По другой стороне улицы идут двое немцев в форме. Переходят дорогу и заходят в бакалею. Оттуда пулей вылетает серая кошка. Отец Петера идет внутрь вслед за солдатами. Вот как! Значит, он как ни в чем не бывало обслуживает фрицев? Хотя не исключено, что он не может отказаться. Кто знает?
Петер переводит взгляд с солдат обратно на меня.
– У меня просто нет времени, – говорит он.
– На что?
– Чтобы заниматься тем же, чем и ты!
Мне хочется дотронуться до его руки. Но я останавливаюсь. На ум приходят мамины слова, и я говорю:
– Мир больше твоего отца! Стейн ведь тоже может помочь ему в магазине.
Петер засовывает руки в карманы.
– А где ты видишь Стейна? Он сейчас работает за городом, у одного фермера, даже ночует там. Здесь почти не бывает.
– А, – говорю я. – Жалко.
Вдвойне жалко! Я бы и рада свести Стейна с Трюс. Стейн и Трюс, Петер и я – как было бы чудесно! Но Трюс не слишком романтичная особа. Она наверняка останется старой девой. А Стейн, значит, дома не появляется.
Петер слегка пожимает плечами. В его взгляде сквозит сожаление.
– Если бы была жива мама, а папа не болел, я бы вам помог, – говорит он.
Я вижу, что Петер украдкой посматривает на меня. И он это замечает. Наши взгляды то и дело пересекаются, и я улыбаюсь. Киваю. Я верю ему. Конечно, верю.
Серая кошка трется о его ноги, но он, похоже, даже не замечает. Вдруг я понимаю, что мы неотрывно смотрим друг другу в глаза. Прямо как намагниченные. Я сижу на велосипеде, так что голову задирать не приходится. Мы все смотрим и смотрим друг на друга, целую вечность. Даем понять то, что не смеем сказать вслух. Петер слегка улыбается. Он такой большой, а взгляд у него мягкий. Невыносимо мягкий. Моя рука хочет дотронуться до этого лица, провести пальцами по этому хохолку, коснуться этого тела, а мое тело хочет быть к нему ближе, еще ближе, но я слышу собственный голос:
– Ну что, пока!
И я ставлю ноги на педали и срываюсь с места.
– Куда ты? – кричит Петер мне вслед.
– Никуда!
– Можно с тобой?
Но я уже сворачиваю на соседнюю улицу, потом на другую и только тогда позволяю себе отдышаться, вздохнуть глубоко-глубоко и широко улыбнуться.

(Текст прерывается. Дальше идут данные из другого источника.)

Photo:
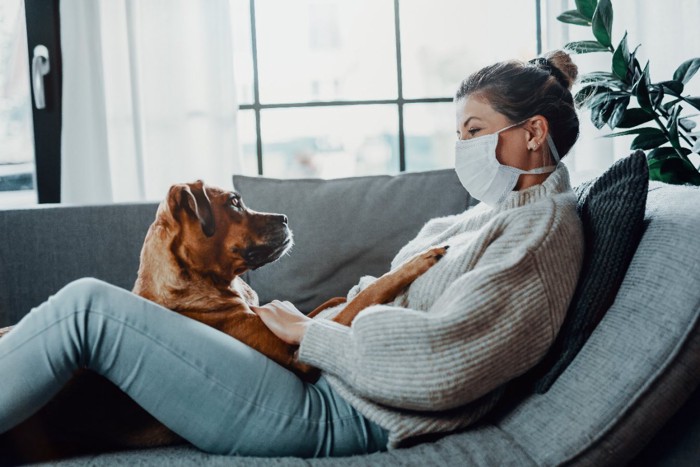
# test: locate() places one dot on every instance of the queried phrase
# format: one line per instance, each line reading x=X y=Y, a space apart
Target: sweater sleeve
x=490 y=325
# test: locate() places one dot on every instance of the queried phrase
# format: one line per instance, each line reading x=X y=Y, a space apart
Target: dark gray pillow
x=344 y=228
x=612 y=210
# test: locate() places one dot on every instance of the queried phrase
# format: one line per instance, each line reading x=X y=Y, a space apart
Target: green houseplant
x=625 y=98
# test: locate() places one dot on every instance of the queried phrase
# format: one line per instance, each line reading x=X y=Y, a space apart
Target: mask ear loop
x=553 y=150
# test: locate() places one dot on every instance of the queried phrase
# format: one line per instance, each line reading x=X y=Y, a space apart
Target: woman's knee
x=82 y=294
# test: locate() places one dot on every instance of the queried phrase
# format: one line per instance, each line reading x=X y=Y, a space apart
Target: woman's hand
x=284 y=320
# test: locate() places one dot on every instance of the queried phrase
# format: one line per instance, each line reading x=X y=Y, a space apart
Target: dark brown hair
x=520 y=90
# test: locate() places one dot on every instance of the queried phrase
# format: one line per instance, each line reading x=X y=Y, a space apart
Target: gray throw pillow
x=344 y=228
x=612 y=209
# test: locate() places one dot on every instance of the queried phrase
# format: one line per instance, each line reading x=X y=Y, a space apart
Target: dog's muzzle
x=260 y=255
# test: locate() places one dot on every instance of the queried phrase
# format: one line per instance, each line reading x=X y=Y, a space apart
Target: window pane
x=247 y=141
x=443 y=41
x=16 y=133
x=430 y=136
x=312 y=50
x=243 y=51
x=330 y=142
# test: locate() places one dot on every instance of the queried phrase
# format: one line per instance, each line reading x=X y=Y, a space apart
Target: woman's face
x=476 y=117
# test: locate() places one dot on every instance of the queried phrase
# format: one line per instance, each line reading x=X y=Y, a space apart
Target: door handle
x=40 y=68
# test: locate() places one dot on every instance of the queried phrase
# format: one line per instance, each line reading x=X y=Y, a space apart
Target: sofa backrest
x=345 y=228
x=640 y=364
x=45 y=248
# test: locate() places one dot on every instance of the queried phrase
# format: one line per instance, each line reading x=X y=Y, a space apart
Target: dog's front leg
x=390 y=285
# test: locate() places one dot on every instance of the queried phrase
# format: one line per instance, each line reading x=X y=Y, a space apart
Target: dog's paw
x=421 y=262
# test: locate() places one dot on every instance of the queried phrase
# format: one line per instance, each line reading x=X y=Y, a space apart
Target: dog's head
x=218 y=235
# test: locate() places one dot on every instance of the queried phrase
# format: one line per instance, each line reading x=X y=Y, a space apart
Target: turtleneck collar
x=557 y=182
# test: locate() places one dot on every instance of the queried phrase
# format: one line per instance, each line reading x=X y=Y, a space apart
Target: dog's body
x=202 y=240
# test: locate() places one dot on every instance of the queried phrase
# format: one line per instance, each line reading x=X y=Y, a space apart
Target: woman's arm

Через полчаса – уже почти стемнело – я прогуливаюсь с Абе по парку Кенау. Он приобнимает меня за плечи, я его – за поясницу. В свободной руке я несу мамину сумочку. Ох уж этот Абе: рубашка выпростана из брюк, на лице – веселая усмешка, на голове кепка набекрень. Я хихикаю. Ведь девочкам, гуляющим с кавалерами, полагается хихикать. То и дело я кладу голову ему на плечо, на ворсистую ткань его прокуренной коричневой куртки, и в носу свербит от резкого запаха дыма.
Между нами висит странное напряжение. Но мы – Абе и я – не существуем. «Нас» нет.
Если бы я шла с таким верзилой, как Тео, или с кем-то вроде Сипа или Румера, это привлекло бы внимание. А с Абе – нет. Ну и прекрасно, ведь он единственный, с кем я чувствую себя более-менее свободно.
– Двое больших детей, – пошутил Франс. – Ничего необычного.
Абе уже за двадцать, но он рассмеялся! Ну а мне не до шуток.